All 12 Sampled Medical Institutions Confirmed for Fraudulent Claims
Expanded to Over 8,400 Medical Institutions Nationwide
"Recovery of Fraudulent Amounts Is Feasible"

The National Health Insurance authorities have decided to expand the investigation into medical institutions that falsely claimed COVID-19 related medical fees and received nursing care benefits to over 8,400 medical institutions nationwide.

Investigation of False COVID-19 Medical Billing Expands Nationwide View original image

According to the "Plan for Expanded Investigation Based on the Sample Survey Results of COVID-19 Medical Fees" submitted by the National Health Insurance Service (NHIS) to the office of Jeong Chun-sook, a member of the Health and Welfare Committee of the National Assembly from the Democratic Party of Korea, on the 25th, the NHIS will investigate whether there were improper claims of COVID-19 medical fees at 8,423 medical institutions nationwide from next month until June of next year. The types of medical institutions under investigation include 43 tertiary general hospitals, 257 general hospitals, 513 hospitals, and 7,610 clinics.


The reason the NHIS expanded the investigation to all medical institutions nationwide is due to the prediction that cases of improper claims are widespread. Last month, the NHIS revealed that "a sample survey conducted on 12 medical institutions suspected of false claims for COVID-19 medical fees from October 17 last year to March 28 this year found that all had improperly received nursing care benefits." The total amount of improper claims by these institutions was 953 million KRW.


In this investigation, the NHIS will review COVID-19 related medical cases at medical institutions from February 1, 2020, when the first COVID-19 case was confirmed, until June 30 of last year. This period covers when health insurance benefits were applied to COVID-19 vaccines, home treatment, diagnostic tests, and more.


Examples include separately claiming consultation fees on the day of COVID-19 vaccination or claiming home treatment patient management fees after only one phone monitoring session instead of the required two. They also plan to examine cases where rapid antigen test fees were falsely claimed for patients without COVID-19 symptoms such as fever.


Measures to recover funds from medical institutions confirmed to have improperly claimed COVID-19 medical fees are expected to be easier than with 'office worker hospitals.' Even if improper claims are detected, most medical institutions continue their practice because they consider the claimed amounts insignificant.


[Image source=Yonhap News]

[Image source=Yonhap News]

View original image

An NHIS official stated, "Since medical institutions claim insurance benefits for related diseases while providing treatment, improper amounts can be offset there, making fund recovery easier." In fact, in the first sample survey, recovery measures were completed within a year for all 12 medical institutions.
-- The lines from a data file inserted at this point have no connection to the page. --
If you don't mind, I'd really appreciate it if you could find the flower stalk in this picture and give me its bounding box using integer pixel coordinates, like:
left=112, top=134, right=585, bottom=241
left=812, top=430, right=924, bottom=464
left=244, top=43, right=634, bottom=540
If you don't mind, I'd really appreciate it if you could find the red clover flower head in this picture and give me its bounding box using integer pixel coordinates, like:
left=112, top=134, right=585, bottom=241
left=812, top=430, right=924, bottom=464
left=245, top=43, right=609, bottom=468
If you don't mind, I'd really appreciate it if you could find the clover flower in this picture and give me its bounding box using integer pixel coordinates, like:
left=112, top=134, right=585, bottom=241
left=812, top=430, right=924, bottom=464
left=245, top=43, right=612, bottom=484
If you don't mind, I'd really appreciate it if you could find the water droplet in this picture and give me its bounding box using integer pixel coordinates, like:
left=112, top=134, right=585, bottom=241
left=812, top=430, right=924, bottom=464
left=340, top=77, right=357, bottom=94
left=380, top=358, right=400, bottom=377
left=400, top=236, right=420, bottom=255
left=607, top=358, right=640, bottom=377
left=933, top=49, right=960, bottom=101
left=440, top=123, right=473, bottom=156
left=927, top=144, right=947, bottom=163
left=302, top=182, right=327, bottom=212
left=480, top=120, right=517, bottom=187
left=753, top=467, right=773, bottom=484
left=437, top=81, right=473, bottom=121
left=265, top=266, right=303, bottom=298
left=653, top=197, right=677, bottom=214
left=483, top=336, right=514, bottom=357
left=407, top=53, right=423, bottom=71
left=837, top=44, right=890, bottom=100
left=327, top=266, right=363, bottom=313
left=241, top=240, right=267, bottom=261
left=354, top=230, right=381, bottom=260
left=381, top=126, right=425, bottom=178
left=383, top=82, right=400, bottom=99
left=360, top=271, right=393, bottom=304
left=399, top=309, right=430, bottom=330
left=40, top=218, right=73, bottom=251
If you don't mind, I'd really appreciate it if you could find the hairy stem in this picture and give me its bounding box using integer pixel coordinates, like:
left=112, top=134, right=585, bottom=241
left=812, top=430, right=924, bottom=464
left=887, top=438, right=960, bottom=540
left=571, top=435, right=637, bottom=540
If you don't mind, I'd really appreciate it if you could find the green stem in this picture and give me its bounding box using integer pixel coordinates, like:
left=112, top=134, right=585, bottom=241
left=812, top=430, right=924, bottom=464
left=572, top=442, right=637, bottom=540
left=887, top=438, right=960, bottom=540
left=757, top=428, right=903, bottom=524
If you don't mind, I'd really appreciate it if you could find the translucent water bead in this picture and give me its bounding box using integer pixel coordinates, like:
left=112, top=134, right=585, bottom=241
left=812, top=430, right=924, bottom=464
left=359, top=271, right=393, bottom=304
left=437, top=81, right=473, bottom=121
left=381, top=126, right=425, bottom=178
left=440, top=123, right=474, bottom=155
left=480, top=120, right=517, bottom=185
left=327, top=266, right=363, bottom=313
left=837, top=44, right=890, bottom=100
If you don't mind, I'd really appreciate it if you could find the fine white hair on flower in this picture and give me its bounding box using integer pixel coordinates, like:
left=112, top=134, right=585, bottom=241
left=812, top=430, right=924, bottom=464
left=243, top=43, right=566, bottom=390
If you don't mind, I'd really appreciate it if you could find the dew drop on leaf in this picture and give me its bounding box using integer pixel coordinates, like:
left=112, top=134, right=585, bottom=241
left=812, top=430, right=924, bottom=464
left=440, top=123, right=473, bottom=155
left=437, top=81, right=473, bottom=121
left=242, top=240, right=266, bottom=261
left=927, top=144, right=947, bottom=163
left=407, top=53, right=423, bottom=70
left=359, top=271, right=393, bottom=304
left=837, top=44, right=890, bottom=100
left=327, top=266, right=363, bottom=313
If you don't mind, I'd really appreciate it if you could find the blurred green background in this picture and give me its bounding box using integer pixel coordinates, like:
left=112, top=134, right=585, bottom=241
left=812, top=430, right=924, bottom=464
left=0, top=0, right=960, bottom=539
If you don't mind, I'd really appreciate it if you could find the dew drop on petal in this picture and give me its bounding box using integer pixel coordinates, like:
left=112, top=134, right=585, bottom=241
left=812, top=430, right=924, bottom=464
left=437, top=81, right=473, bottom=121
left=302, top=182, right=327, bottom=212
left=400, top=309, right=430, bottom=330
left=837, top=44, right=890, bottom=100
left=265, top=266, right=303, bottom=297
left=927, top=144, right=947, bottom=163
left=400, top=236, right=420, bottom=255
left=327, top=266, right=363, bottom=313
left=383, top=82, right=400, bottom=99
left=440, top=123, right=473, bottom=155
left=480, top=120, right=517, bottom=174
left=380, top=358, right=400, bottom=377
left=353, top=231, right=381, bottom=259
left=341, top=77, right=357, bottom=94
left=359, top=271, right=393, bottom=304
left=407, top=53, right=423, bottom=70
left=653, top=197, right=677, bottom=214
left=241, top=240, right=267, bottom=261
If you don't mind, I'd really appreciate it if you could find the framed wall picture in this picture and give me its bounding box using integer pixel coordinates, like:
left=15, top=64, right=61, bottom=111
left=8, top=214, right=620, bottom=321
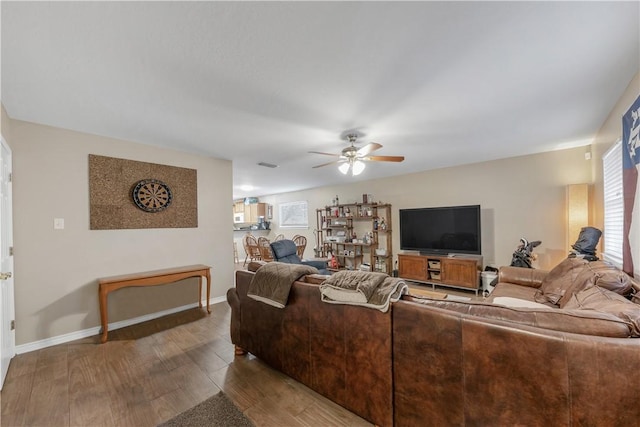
left=278, top=200, right=309, bottom=228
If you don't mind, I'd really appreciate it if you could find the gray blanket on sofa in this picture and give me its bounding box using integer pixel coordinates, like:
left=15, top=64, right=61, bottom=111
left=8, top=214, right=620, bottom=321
left=320, top=270, right=409, bottom=312
left=247, top=262, right=318, bottom=308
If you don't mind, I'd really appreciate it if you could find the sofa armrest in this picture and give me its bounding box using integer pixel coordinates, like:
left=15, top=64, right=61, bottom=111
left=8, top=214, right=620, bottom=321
left=498, top=266, right=549, bottom=288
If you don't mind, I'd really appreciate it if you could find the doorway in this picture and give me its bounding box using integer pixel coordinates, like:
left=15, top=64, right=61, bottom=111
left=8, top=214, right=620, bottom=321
left=0, top=135, right=15, bottom=390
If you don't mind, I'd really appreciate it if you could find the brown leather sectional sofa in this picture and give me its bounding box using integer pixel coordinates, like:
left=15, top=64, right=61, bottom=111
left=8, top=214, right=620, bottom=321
left=227, top=264, right=640, bottom=426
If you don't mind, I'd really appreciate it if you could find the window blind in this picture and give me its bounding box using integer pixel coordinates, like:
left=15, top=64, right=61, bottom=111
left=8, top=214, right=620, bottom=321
left=602, top=140, right=624, bottom=268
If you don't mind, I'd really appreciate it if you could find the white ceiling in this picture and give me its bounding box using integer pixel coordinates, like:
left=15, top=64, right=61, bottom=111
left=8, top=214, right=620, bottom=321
left=0, top=1, right=640, bottom=198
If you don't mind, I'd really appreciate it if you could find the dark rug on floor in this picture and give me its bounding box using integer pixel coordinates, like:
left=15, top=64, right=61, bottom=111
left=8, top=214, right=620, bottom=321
left=158, top=392, right=254, bottom=427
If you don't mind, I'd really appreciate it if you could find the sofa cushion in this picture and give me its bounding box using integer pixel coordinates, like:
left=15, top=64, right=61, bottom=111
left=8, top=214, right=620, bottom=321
left=536, top=258, right=589, bottom=305
left=493, top=297, right=552, bottom=310
left=487, top=282, right=538, bottom=302
left=565, top=286, right=640, bottom=337
left=535, top=258, right=632, bottom=308
left=558, top=261, right=631, bottom=308
left=402, top=295, right=631, bottom=338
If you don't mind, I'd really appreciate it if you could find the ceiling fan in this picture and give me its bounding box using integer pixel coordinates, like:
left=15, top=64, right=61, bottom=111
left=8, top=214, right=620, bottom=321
left=309, top=134, right=404, bottom=176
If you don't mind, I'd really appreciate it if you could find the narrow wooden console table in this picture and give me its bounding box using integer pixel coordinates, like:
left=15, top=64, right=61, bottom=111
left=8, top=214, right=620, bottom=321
left=98, top=264, right=211, bottom=343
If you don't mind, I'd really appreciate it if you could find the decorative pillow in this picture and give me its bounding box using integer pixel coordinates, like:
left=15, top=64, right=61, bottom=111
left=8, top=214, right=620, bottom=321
left=536, top=258, right=589, bottom=305
left=564, top=286, right=640, bottom=337
left=558, top=261, right=631, bottom=308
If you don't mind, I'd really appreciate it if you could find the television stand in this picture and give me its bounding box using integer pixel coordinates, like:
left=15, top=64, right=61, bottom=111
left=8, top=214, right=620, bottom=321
left=398, top=254, right=482, bottom=295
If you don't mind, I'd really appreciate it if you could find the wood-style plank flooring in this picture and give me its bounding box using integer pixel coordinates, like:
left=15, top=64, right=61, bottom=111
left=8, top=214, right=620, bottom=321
left=0, top=302, right=371, bottom=427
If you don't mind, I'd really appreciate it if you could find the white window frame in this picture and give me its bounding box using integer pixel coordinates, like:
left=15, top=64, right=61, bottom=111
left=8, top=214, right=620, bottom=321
left=602, top=139, right=624, bottom=268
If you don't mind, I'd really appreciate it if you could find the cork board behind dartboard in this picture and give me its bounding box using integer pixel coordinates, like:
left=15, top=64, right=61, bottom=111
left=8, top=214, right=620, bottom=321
left=89, top=154, right=198, bottom=230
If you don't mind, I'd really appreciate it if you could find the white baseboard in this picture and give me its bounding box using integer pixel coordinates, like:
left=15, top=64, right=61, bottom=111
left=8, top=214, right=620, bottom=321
left=15, top=296, right=227, bottom=354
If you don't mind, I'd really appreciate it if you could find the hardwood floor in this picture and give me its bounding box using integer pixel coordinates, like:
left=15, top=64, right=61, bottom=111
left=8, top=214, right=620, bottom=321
left=0, top=302, right=372, bottom=427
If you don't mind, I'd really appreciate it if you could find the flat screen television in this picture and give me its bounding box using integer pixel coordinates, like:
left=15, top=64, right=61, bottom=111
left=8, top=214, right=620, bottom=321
left=400, top=205, right=482, bottom=255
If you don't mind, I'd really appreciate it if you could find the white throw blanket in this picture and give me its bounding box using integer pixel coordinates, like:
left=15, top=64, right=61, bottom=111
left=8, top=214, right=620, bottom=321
left=320, top=270, right=409, bottom=312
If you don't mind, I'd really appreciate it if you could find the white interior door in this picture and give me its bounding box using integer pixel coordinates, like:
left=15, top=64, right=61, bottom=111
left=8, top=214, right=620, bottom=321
left=0, top=136, right=16, bottom=389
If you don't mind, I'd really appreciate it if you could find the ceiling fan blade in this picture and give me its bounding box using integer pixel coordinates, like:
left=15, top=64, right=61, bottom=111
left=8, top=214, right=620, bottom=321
left=309, top=151, right=340, bottom=157
left=312, top=159, right=344, bottom=169
left=358, top=142, right=382, bottom=157
left=363, top=156, right=404, bottom=162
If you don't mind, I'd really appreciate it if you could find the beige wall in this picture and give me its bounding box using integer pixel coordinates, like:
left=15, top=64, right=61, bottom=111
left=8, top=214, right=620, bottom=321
left=592, top=72, right=640, bottom=236
left=254, top=147, right=592, bottom=268
left=0, top=104, right=11, bottom=146
left=10, top=121, right=233, bottom=345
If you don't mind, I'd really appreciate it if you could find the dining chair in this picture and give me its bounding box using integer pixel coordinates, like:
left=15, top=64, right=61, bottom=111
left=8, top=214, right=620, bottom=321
left=242, top=234, right=262, bottom=266
left=258, top=236, right=273, bottom=261
left=291, top=234, right=307, bottom=259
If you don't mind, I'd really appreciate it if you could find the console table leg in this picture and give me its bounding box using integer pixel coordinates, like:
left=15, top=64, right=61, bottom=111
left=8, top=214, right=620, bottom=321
left=207, top=270, right=211, bottom=314
left=100, top=289, right=109, bottom=344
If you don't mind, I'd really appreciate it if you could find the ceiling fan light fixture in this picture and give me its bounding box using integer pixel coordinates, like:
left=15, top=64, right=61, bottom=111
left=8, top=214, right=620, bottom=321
left=351, top=160, right=367, bottom=176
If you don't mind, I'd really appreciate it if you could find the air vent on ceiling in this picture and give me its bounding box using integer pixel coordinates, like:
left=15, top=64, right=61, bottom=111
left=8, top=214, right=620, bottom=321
left=258, top=162, right=278, bottom=169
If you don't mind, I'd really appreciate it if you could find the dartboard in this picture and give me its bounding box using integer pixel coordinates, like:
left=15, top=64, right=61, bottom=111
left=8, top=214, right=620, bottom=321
left=133, top=179, right=173, bottom=212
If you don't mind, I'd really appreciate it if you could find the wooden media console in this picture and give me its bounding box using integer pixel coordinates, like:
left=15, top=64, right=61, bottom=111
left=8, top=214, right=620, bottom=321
left=398, top=254, right=482, bottom=295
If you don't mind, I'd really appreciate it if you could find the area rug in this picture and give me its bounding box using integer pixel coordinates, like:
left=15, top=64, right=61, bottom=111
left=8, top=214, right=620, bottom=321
left=158, top=392, right=254, bottom=427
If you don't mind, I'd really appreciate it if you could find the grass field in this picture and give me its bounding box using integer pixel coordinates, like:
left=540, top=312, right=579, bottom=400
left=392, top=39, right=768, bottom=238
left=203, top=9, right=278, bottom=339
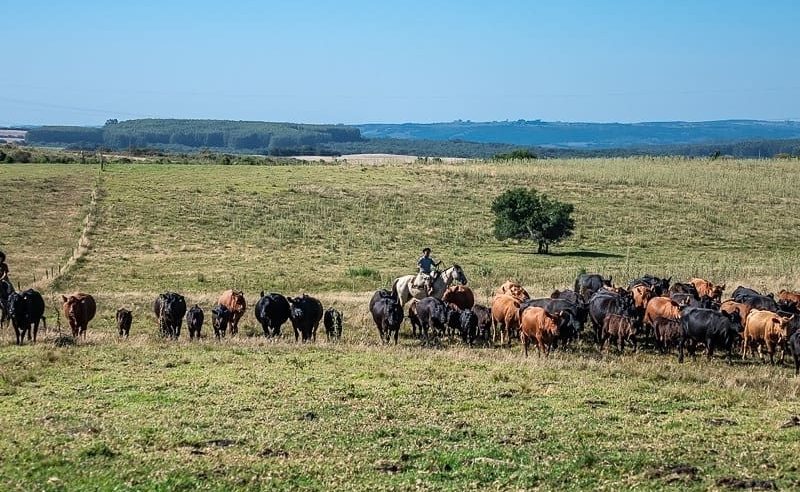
left=0, top=158, right=800, bottom=490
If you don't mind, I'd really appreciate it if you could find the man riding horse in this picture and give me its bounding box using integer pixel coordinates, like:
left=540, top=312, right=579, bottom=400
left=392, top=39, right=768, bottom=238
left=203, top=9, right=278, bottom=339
left=413, top=248, right=442, bottom=295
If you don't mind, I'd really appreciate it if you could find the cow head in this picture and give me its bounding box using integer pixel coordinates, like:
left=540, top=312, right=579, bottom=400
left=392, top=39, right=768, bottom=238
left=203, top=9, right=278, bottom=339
left=722, top=311, right=744, bottom=333
left=61, top=296, right=80, bottom=319
left=444, top=263, right=467, bottom=285
left=383, top=299, right=403, bottom=329
left=6, top=292, right=26, bottom=321
left=211, top=305, right=231, bottom=335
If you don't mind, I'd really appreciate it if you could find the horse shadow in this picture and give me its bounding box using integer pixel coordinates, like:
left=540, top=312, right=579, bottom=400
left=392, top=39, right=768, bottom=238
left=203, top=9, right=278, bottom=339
left=522, top=250, right=623, bottom=258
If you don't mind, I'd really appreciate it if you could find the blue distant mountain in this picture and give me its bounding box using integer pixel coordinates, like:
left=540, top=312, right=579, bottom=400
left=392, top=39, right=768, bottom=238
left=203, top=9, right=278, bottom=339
left=355, top=120, right=800, bottom=149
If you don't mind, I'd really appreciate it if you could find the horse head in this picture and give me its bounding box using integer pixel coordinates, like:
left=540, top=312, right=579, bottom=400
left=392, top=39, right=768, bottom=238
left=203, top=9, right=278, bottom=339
left=444, top=263, right=467, bottom=285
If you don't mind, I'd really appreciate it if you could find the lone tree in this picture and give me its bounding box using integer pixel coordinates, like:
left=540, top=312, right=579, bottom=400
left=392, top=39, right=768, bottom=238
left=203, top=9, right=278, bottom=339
left=492, top=188, right=575, bottom=253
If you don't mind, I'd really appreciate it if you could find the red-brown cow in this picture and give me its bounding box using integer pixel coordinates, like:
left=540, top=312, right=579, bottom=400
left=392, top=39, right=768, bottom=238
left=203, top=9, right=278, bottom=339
left=519, top=307, right=561, bottom=357
left=442, top=285, right=475, bottom=309
left=492, top=294, right=520, bottom=345
left=689, top=278, right=725, bottom=302
left=61, top=292, right=97, bottom=339
left=742, top=309, right=794, bottom=364
left=217, top=290, right=247, bottom=335
left=494, top=280, right=531, bottom=302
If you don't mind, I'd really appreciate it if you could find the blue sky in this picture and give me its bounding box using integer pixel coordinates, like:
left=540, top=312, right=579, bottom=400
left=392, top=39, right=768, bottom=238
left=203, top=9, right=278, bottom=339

From next month, the NHIS plans to first review the claims of targeted medical institutions through a computerized system to identify suspicious cases, then request explanations from those institutions to recover improper nursing care benefits related to COVID-19. A voluntary correction system allowing self-reporting of inappropriate claims will also be implemented. For suspicious medical institutions that do not participate, the NHIS will conduct on-site verification visits from December this year until June next year.


This content was produced with the assistance of AI translation services.